OSLI companies use the Alberta Vegetation Inventory to help them return those sites to what Reid calls their “pre-disturbance forest condition.”
They also take wildlife into account.
“In the wildlife context,” said Reid, “we are evaluating where we plant with another program we have called LEAP (Landscape Ecological Assessment and Planning), which uses forestry modeling to model the forest after we’ve planted these sites.”
The geospatial database and modeling project can allow OSLI members to get a glimpse of their reclamation work anywhere from five years to fifty years in the future, which can help them determine what additional work needs to be done or what sites are priorities for reclamation work.
It is closely tied to another project, the Algar Caribou Habitat Restoration, which is focused on reclaiming linear features such as seismic lines in the interest of protecting caribou populations.
Linear features are one of the contributing factors to declining caribou numbers because they provide avenues for predators such as wolves to easily prey on the ungulates.
It is still too early to be certain of any benefits to wildlife stemming from this reclamation work.
“We work with the Alberta Biodiversity Monitoring Institute,” said Reid. “They’re monitoring around our area. But we also have a project specific wildlife monitoring program that, as a regulatory requirement, we report to the government. This work is fairly new to draw meaningful conclusions from that monitoring. But it’s something that we will look to in the future.”
So, for the time being, the main focus is on the plants.
“We’re definitely planting more species every year,” said Reid.
This season was the first time that OSLI planted trees and shrubs grown from seeds they collected from provincially designated seed zones late in the summer of 2011.
That crop, which was raised in Alberta Nurseries greenhouses, amounted to 600,000 plants in total.

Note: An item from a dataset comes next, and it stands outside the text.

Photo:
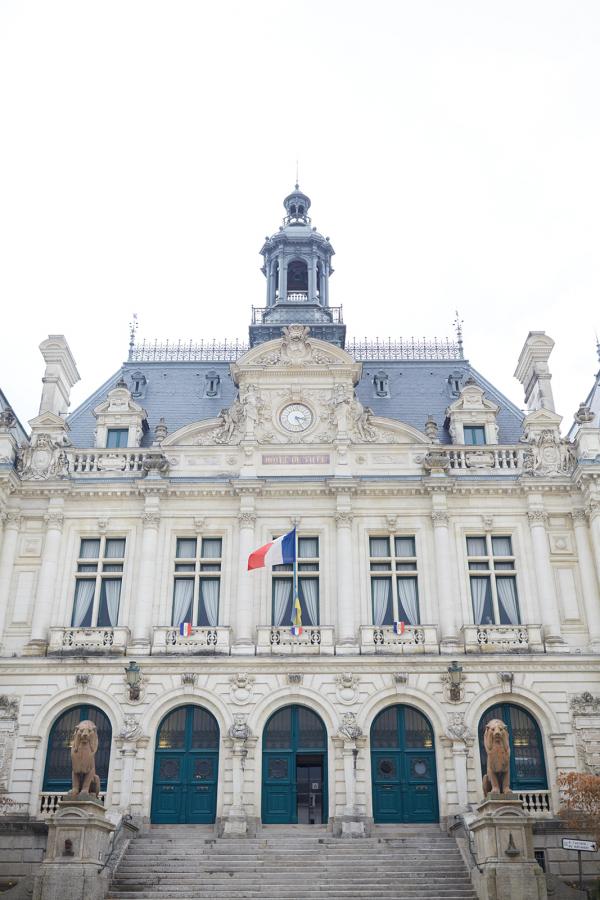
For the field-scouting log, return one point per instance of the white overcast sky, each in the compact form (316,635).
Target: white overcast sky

“This year, we really took control of the program to ensure we are able to plant the number of species and type of species we need to make our reclamation activities more effective,” said Reid.
Shrubs are becoming a greater priority for the project every year. The first shrubs – about 10,000 to 20,000 – were planted in 2011. This year they are planting 300,000 shrubs, partly because they replace fast-growing grasses that are tough competition for the trees where nutrients and water are relatively scarce.
“We’d like to get as many species as we can,” said Reid. “And we’d also like to plant more sites every year.
“That would hopefully mean we plant larger numbers every year wherever it makes sense.”